Time Dilation Model & Wave Interference: Newbie Questions Answered

• B
• Eshu
In summary, the conversation discusses the possibility of interference at the midpoint of a light ray's path in two different models. The first model, where the light ray is reflected back to its source, would not produce interference because there is only light going up or down at any given point. However, in the second model with a continuous beam of light, interference could occur in the overlap region where the upward and downward traveling beams intersect. This would require modifications to the diagram and the inclusion of both mirrors at all times.

Eshu

I have some newbie kind of confusion The model in question is taken from wikipedia:

and

If, in the first model, the light ray is reflected back to its source, could there be some kind of detectable interference at the midpoint (where the blue arrows are)?
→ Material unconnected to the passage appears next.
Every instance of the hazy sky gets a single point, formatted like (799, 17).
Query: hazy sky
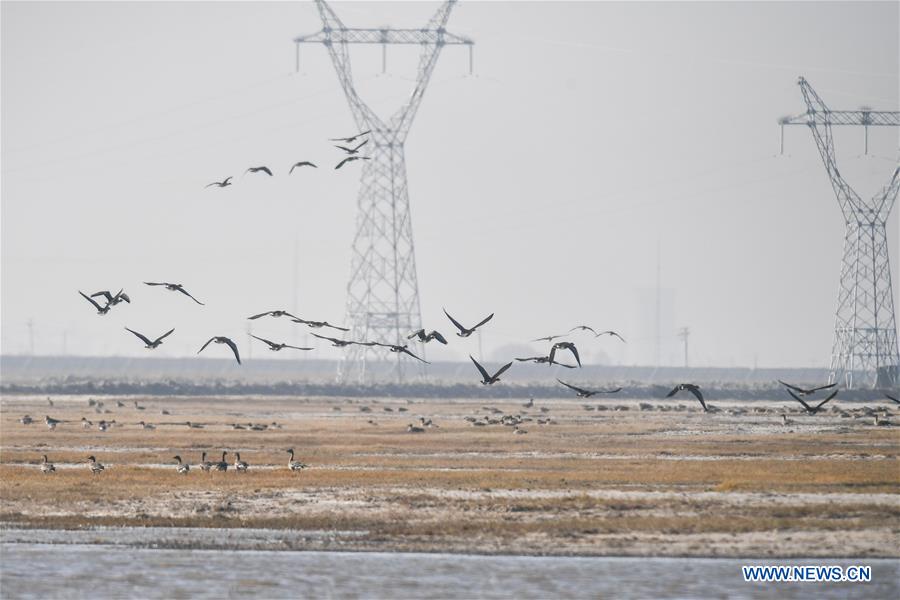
(592, 137)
If the answer is yes, would this happen in the second model, since from the outside perspective, at the midpoint the light ray does not appear to be reflected back on itself.

Thanks for any help!

Both diagrams are showing the path of a single short pulse, not a beam. So there is no interference in either case because at any point there is only light going up or light going down or (most of the time) nothing.
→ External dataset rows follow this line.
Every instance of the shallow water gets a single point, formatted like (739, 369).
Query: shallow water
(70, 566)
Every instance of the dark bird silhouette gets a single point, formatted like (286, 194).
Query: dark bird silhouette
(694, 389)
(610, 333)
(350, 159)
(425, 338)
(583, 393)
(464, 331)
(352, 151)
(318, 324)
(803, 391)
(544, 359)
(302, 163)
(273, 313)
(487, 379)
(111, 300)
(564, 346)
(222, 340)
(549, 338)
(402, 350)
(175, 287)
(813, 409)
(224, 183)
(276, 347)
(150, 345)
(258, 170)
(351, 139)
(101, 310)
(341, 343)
You could have a continuous beam of light bouncing back and forth and the first diagram would be valid and you would indeed get interference anywhere the beam crosses itself. However, the second diagram would need some modification. Instead of a thin line you would have a very fat line, so fat that the tail end of the upward traveling beam overlapped the front of the downward traveling beam, and you would get interference in the overlap region. You would also need to draw both mirrors all the time, as a pair of long horizontal lines, since there would always be light bouncing off them, instead of just showing them a couple of times.

Hope that makes sense.

Edit: Here's a sketch of what I mean - for a very short pulse you get the top diagram. If you stand at the bottom mirror, you'll only see flashes of light every time the pulse reaches the bottom, and since the upward going rays (in red) never cross the downward going rays you get no interference. However, if you have a long pulse, as in the bottom diagram, then the red rays and the blue rays (representing evenly spaced points along the beam) do overlap and you do get interference.

Last edited:
Nugatory and Dale
Thanks for answering. That makes sense.

What is time dilation?

Time dilation is a phenomenon in which time appears to pass slower for an object that is moving at high speeds or in a strong gravitational field, compared to a stationary observer.
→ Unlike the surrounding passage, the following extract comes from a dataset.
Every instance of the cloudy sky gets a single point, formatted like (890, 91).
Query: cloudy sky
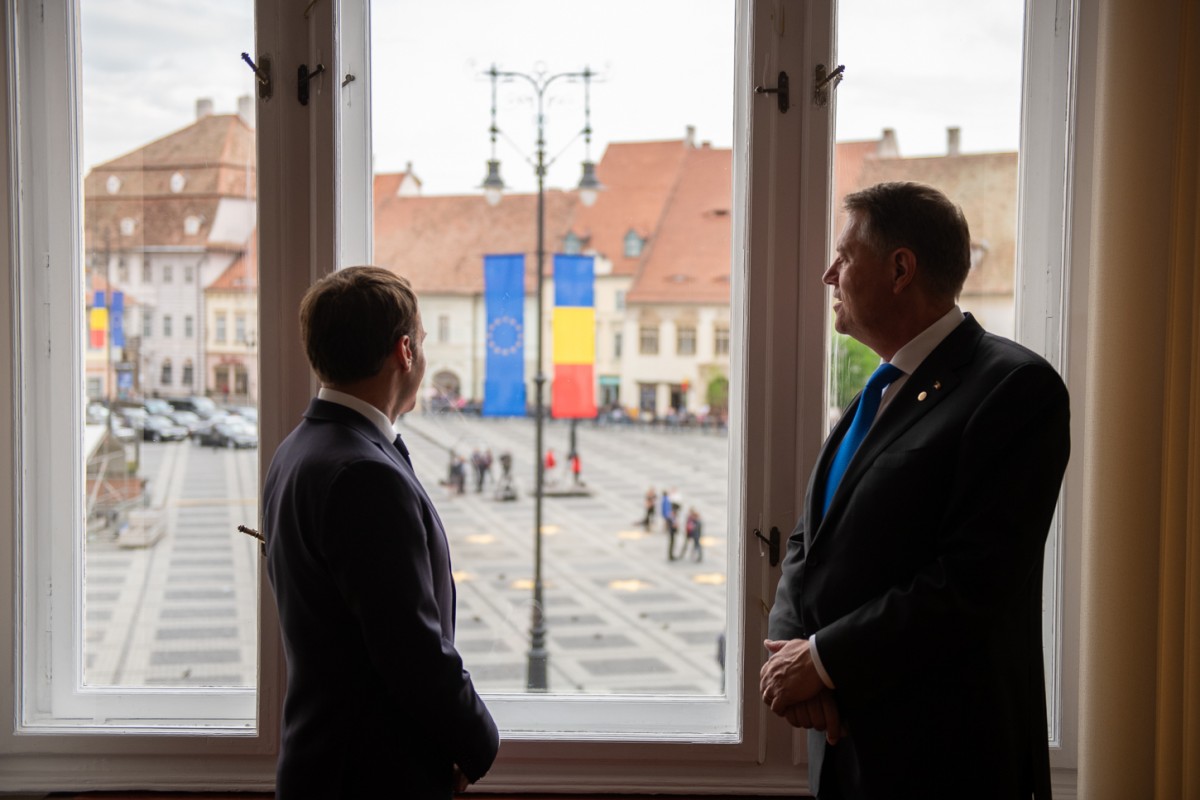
(917, 66)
How does the time dilation model explain this phenomenon?

The time dilation model is based on Einstein's theory of relativity, which states that time and space are relative and can change depending on an object's speed and proximity to a large mass. The model mathematically describes how time is affected by these factors.

What is wave interference?

Wave interference is the phenomenon of two or more waves overlapping and interacting with each other. This can result in constructive interference, where the waves amplify each other, or destructive interference, where the waves cancel each other out.

How does wave interference relate to time dilation?

The time dilation model uses the concept of wave interference to explain how time can be affected by an object's velocity. The model suggests that time is a wave-like phenomenon that can be influenced by other waves, such as gravitational waves, resulting in time dilation.

Are there any real-life applications of the time dilation model and wave interference?

Yes, the time dilation model and wave interference have been proven to be accurate in various experiments and have real-life applications in fields such as GPS technology and particle accelerators. These concepts are also crucial in understanding the behavior of light and the universe at large.